While injuries have been recorded to some extent at most Olympics over the past few decades, at the Beijing Games a commitment was made to implementing a robust injury surveillance system. The aim was to record the details of every injury incurred during the competition for which some form of medical or allied health treatment was provided to the injured athlete. The 2012 London Games have the benefit of the most sophisticated form of injury recording and surveillance yet applied at an international multisport event. Injuries will be tabulated and tallies created of the most common body parts injured, the most common types of injury, which sports lead to more injuries than others and the causes of those injuries.

This information is invaluable to Games organisers because it provides important information for medico-legal reasons. It also gives a neat summary to future games organisers for key logistic and planning issues. How many polyclinic sites for injury treatment will they need to provide for? What numbers of professionals do they need to staff these clinics and what should be the ratio of doctors to physiotherapists to nurses, etc? How many treatment or massage tables need to be available at any given time? How many rolls of tape do they need to pre-order? What first aid supplies do they need to provide in kits and how should they distribute them across Game venues?

But even more importantly, the injury tally gives information that is incredibly important for injury prevention purposes. If the tally highlights a lot of injuries in a given sport, information about how and why the injuries occurred can then be used to implement prevention strategies to reduce the risk of further injury. Ideally, with real time surveillance there is very quick data feedback, so these measures can be implemented straight away. In more complex cases, the information can be used to plan for safer sporting environments in future Games or fed back to peak sports bodies to inform their delivery of safer sport.

Ok. I can accept that not perhaps everyone is as keen on the injury tally as I am.

But for sports injury prevention researchers like me, the injury tally is a goldmine of information.

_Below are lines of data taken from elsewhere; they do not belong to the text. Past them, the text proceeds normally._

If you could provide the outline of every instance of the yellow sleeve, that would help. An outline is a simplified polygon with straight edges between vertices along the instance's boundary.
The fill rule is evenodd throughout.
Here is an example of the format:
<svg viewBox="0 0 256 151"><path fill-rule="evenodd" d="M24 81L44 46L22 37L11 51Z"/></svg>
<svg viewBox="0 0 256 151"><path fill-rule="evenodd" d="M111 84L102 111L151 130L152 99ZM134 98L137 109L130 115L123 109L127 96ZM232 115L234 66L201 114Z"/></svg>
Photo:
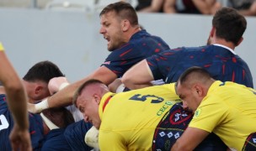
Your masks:
<svg viewBox="0 0 256 151"><path fill-rule="evenodd" d="M216 100L220 98L205 100L195 112L189 127L211 133L216 126L227 120L228 107L221 102L215 102Z"/></svg>
<svg viewBox="0 0 256 151"><path fill-rule="evenodd" d="M99 145L100 150L126 151L127 147L124 138L112 131L99 130Z"/></svg>
<svg viewBox="0 0 256 151"><path fill-rule="evenodd" d="M4 48L3 48L3 44L2 44L2 43L0 42L0 51L3 51L3 50L4 50Z"/></svg>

It gives strong justification for investment in injury prevention research and provides an evidence-base to help prioritise our research efforts. Most crucially, it highlights areas most in need of injury prevention initiatives and can profoundly affect the way we think about how to optimally deliver sports safety programs. But perhaps, best of all, when compared with previous Games, the injury tally for 2012 should demonstrate where we have been successful because it will also show up areas where the number of injuries are much fewer than before, exactly because of our preventive efforts.

Gold medals for performance. Golden injury surveillance data for prevention!